You might be thinking that a French translation dictionary is passé nowadays, given the fact that Internet is full of free resources where you can learn French. There are scores of websites providing free French vocabulary lists, beginner and advanced French lesson plans, French grammar exercises, lists of commonly used French sayings and expressions, and even audio allowing you listen to correct pronunciation from a native French speaker. There is also Google Translate and other automatic language translators offered by the major search engines.
However according to the experts, nothing can really replace a quality French translation dictionary. The fact of the matter is that dictionaries are 100% more reliable and accurate than most online resources. Conversely, the results of most automated translation services are hopelessly flawed, failing to pick up on the intricate nuances of both the target and original languages. And what you may not know is that there is a whole slew of new French-English and English-French dictionaries to meet your every need.

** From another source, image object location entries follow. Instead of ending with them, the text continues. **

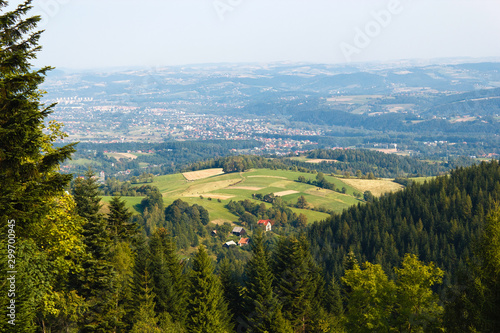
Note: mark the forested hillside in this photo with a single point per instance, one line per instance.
(67, 266)
(437, 221)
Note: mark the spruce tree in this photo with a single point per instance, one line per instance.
(298, 284)
(28, 161)
(207, 310)
(97, 281)
(262, 307)
(119, 220)
(166, 271)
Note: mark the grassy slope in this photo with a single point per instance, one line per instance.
(241, 186)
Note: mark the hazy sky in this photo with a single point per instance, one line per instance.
(101, 33)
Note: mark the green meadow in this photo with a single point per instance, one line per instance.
(215, 192)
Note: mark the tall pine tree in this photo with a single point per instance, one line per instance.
(28, 161)
(207, 309)
(166, 271)
(97, 282)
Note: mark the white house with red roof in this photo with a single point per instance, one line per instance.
(265, 224)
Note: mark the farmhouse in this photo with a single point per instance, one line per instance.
(243, 241)
(229, 244)
(265, 224)
(239, 231)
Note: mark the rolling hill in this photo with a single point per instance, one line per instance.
(213, 190)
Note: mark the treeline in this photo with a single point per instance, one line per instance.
(436, 220)
(114, 187)
(360, 162)
(166, 158)
(380, 164)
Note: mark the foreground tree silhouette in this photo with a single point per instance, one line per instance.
(28, 164)
(28, 161)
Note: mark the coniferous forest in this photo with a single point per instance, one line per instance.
(425, 259)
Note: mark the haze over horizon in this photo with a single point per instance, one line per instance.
(96, 34)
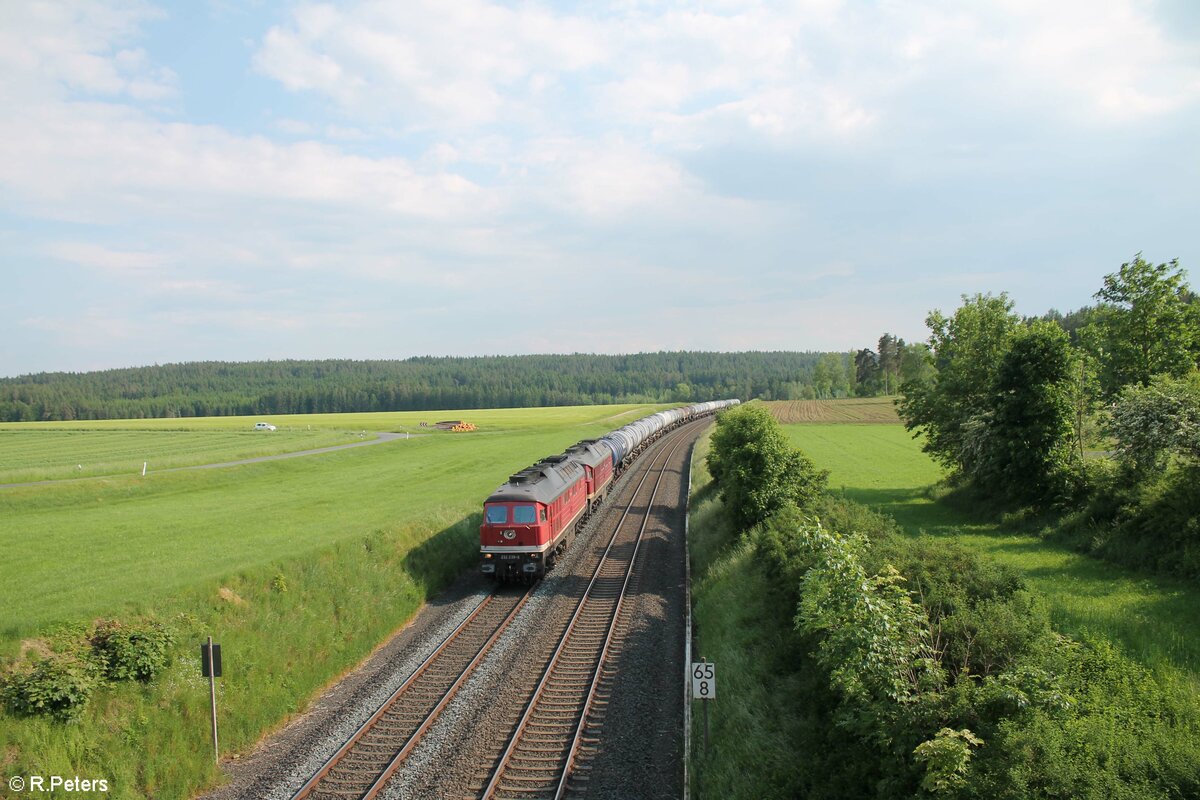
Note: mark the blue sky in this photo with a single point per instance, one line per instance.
(250, 180)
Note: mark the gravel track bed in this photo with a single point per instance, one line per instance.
(280, 765)
(642, 737)
(641, 740)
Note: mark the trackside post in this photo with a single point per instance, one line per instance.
(210, 668)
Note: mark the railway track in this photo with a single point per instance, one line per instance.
(363, 767)
(543, 756)
(370, 757)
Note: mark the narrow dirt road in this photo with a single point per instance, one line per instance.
(379, 439)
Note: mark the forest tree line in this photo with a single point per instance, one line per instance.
(424, 383)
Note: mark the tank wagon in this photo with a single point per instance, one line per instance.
(533, 517)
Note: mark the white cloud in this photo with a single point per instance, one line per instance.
(47, 47)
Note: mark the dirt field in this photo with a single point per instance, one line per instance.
(853, 410)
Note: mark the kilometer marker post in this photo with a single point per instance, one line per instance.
(703, 686)
(210, 668)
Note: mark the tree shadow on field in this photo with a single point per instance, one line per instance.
(445, 555)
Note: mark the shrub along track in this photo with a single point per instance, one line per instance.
(633, 738)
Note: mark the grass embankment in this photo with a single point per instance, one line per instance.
(1155, 619)
(299, 567)
(756, 715)
(766, 716)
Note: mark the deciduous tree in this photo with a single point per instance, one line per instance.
(1151, 325)
(756, 469)
(966, 350)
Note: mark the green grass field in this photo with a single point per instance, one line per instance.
(300, 566)
(83, 548)
(1156, 619)
(39, 451)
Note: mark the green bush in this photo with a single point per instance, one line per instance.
(930, 671)
(59, 686)
(132, 650)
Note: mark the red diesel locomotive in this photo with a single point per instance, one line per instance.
(533, 517)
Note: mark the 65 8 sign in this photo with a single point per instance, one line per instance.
(703, 680)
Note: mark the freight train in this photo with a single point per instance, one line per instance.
(534, 516)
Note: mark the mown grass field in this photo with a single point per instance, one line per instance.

There are common phrase dictionaries, children's dictionaries, electronic dictionaries, hand-held dictionaries, pocket dictionaries, scientific and medical term dictionaries, dictionaries of idioms, dictionaries of common errors, and even a slang French translation dictionary.
So what are the benefits of a quality French translation dictionary? First, you will have access to over 100,000 words. Second, most reputable French dictionaries also provide a pronunciation guide, conjugations, and lessons on French grammar. Most importantly, for each entry the dictionary provides concrete examples on the multiple uses of that word or the idiomatic ways in which a particular word is used.
Take, for example, the French word le temps (time). A good French dictionary will offer at least six different ways to use this word, including le temps as duration: Le temps de voyage est de trois heures (The trip lasts three hours); le temps as a historical period: en temps de guerre (in time of war); le temps referring to the weather: Quel temps fait-il? Il fait beau temps (What's the weather like? The weather is nice); le temps as a grammatical tense: le temps futur du verbe faire (the future tense of the verb faire.); le temps as a musical beat: Mettez l'accent sur le premier temps (Put the accent on the first beat); and le temps as a technical term meaning a stroke: un moteur à quatre temps (a four-stroke engine).
Finally, a good French translation dictionary will also provide examples of phrases or expressions derived from the main meaning of a particular word, such as: arriver à temps (to arrive on time) or un emploi à temps plein (a full-time job).